To catch all the phiX reads I have used a database of three phiX genomes. The Illumina phiX is not exactly like the reference genomes, so these three serve to catch all the variants.
gi|410809623|gb|JX913857.1| Synthetic Enterobacteria phage phiX174.1f, complete genome
gi|304442578|gb|HM753712.1| Enterobacteria phage phiX174 isolate XC+MbD22ic7, complete genome
gi|125661633|gb|EF380032.1| Enterobacteria phage phiX174 isolate DEL4, complete genome
You need to download these from GenBank/ENA, catenate them into one file, format them for BLAST searching, then do the BLASTs.
/usr/local/ncbi/bin/megablast -d ../phiX/phixdb.fsa -b 1 -m 8 -i your_reads_all_me_fi_bc_u3_c99_ss_OTUs_r.fasta -o your_reads_all_me_fi_bc_u3_c99_ss_OTUs_r_megablast_out.txt
We remove sequences matching phiX from the fasta file using a perl script (see below).
phixphixer.pl your_reads_all_me_fi_bc_u3_c99_ss_OTUs_r.fasta your_reads_all_me_fi_bc_u3_c99_ss_OTUs_r_megablast_out.txt your_reads_all_me_fi_bc_u3_c99_ss_OTUs_r_nx.fasta
The reads are now mapped back to your reference set, and reads per unique reference sequence counted. If you have the 32-bit version of usearch it is likely you will have to do this in batches. The batches can be larger than those used previously. Obviously, if you have the 64-bit version, you can map many more reads at once.
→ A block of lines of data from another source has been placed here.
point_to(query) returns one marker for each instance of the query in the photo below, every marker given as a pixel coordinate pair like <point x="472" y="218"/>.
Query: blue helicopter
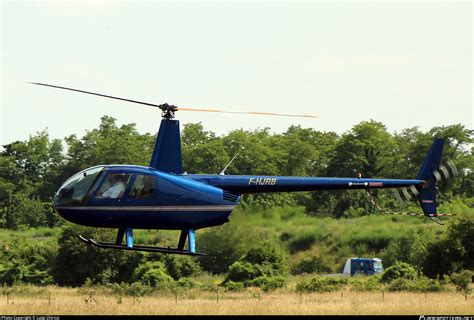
<point x="161" y="196"/>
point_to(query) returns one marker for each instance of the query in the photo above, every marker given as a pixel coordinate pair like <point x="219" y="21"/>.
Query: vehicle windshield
<point x="75" y="189"/>
<point x="378" y="266"/>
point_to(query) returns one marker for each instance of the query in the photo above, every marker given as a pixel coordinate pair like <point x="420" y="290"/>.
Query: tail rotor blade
<point x="398" y="197"/>
<point x="414" y="190"/>
<point x="444" y="171"/>
<point x="406" y="194"/>
<point x="451" y="165"/>
<point x="437" y="176"/>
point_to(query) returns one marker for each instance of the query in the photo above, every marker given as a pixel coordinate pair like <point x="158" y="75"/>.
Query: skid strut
<point x="128" y="233"/>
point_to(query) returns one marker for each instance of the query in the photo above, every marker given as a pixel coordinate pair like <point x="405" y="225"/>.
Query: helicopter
<point x="162" y="196"/>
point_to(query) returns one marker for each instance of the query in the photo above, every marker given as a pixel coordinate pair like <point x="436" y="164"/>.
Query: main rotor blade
<point x="249" y="112"/>
<point x="97" y="94"/>
<point x="166" y="107"/>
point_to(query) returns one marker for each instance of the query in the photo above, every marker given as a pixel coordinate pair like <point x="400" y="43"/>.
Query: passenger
<point x="116" y="188"/>
<point x="148" y="184"/>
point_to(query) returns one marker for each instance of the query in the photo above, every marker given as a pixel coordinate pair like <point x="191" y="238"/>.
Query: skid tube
<point x="107" y="245"/>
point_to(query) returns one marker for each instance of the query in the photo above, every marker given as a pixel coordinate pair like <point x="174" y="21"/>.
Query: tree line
<point x="31" y="171"/>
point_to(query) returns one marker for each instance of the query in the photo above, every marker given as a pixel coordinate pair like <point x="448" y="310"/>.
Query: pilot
<point x="116" y="188"/>
<point x="148" y="185"/>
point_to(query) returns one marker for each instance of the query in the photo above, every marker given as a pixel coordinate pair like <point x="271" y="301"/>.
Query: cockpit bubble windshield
<point x="76" y="188"/>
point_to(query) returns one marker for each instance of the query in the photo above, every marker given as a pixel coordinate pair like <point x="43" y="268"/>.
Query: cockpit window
<point x="114" y="187"/>
<point x="143" y="187"/>
<point x="74" y="190"/>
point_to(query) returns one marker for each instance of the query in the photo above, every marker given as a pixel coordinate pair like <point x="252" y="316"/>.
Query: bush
<point x="310" y="265"/>
<point x="397" y="271"/>
<point x="260" y="266"/>
<point x="77" y="261"/>
<point x="364" y="283"/>
<point x="268" y="283"/>
<point x="224" y="245"/>
<point x="181" y="266"/>
<point x="186" y="283"/>
<point x="234" y="286"/>
<point x="421" y="284"/>
<point x="462" y="281"/>
<point x="455" y="252"/>
<point x="302" y="242"/>
<point x="152" y="273"/>
<point x="322" y="284"/>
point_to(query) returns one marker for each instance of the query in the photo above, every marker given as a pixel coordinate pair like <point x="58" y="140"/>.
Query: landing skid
<point x="107" y="245"/>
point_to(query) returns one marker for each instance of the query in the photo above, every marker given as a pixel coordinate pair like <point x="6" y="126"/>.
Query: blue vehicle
<point x="365" y="266"/>
<point x="162" y="196"/>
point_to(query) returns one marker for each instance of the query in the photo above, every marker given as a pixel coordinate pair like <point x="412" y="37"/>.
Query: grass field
<point x="67" y="301"/>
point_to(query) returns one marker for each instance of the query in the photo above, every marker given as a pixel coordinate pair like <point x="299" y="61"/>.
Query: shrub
<point x="302" y="242"/>
<point x="76" y="261"/>
<point x="268" y="283"/>
<point x="186" y="283"/>
<point x="152" y="273"/>
<point x="462" y="281"/>
<point x="258" y="267"/>
<point x="224" y="245"/>
<point x="364" y="283"/>
<point x="397" y="271"/>
<point x="421" y="284"/>
<point x="322" y="284"/>
<point x="181" y="266"/>
<point x="234" y="286"/>
<point x="310" y="265"/>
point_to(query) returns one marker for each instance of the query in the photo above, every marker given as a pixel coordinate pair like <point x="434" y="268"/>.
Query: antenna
<point x="222" y="172"/>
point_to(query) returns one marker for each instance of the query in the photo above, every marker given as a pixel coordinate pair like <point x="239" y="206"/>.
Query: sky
<point x="404" y="64"/>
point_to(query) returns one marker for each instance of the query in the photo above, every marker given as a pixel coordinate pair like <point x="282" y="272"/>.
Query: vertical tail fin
<point x="429" y="173"/>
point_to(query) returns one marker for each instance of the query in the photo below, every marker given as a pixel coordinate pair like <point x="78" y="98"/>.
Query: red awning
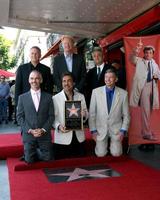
<point x="53" y="50"/>
<point x="140" y="23"/>
<point x="6" y="73"/>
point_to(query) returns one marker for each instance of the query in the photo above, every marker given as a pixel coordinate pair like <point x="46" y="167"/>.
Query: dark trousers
<point x="75" y="149"/>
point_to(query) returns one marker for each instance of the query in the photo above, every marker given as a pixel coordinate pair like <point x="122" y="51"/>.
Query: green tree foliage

usearch -usearch_global your_reads_merged_l_1234.fasta -db your_reads_merged_l_u_s_c99_m2_otus_r_nx.fasta -strand plus -id 0.97 -uc your_reads_merged_uniques_l_u_s_c99_m2_otus_r_nx.map.uc
python ../usearch/python/uc2otutab.py your_reads_merged_uniques_l_u_s_c99_m2_otus_r_nx.map.uc > your_reads_merged_l_u_s_c99_m2_otus_r_nx.otu_table.txt
usearch -usearch_global your_reads_merged_l_5678.fasta -db your_reads_merged_l_u_s_c99_m2_otus_r_nx.fasta -strand plus -id 0.97 -uc your_reads_merged_uniques_l_u_s_c99_m2_otus_r_nx2.map.uc
python ../usearch/python/uc2otutab.py your_reads_merged_uniques_l_u_s_c99_m2_otus_r_nx2.map.uc > your_reads_merged_l_u_s_c99_m2_otus_r_nx2.otu_table.txt
And so on until you have completed the mapping process for all reads. Then you need to merge the output tables into one:
usearch_table_merger.pl your_reads_merged_l_u_s_c99_m2_otus_r_nx.fasta your_reads_merged_l_u_s_c99_m2_otus_r_nx.otu_table.txt your_reads_merged_l_u_s_c99_m2_otus_r_nx2.otu_table.txt your_reads_merged_l_u_s_c99_m2_otus_r_nx_all.otu_table.txt
The final output is a text file that you can view and process in your favourite spreadsheet analysis tool.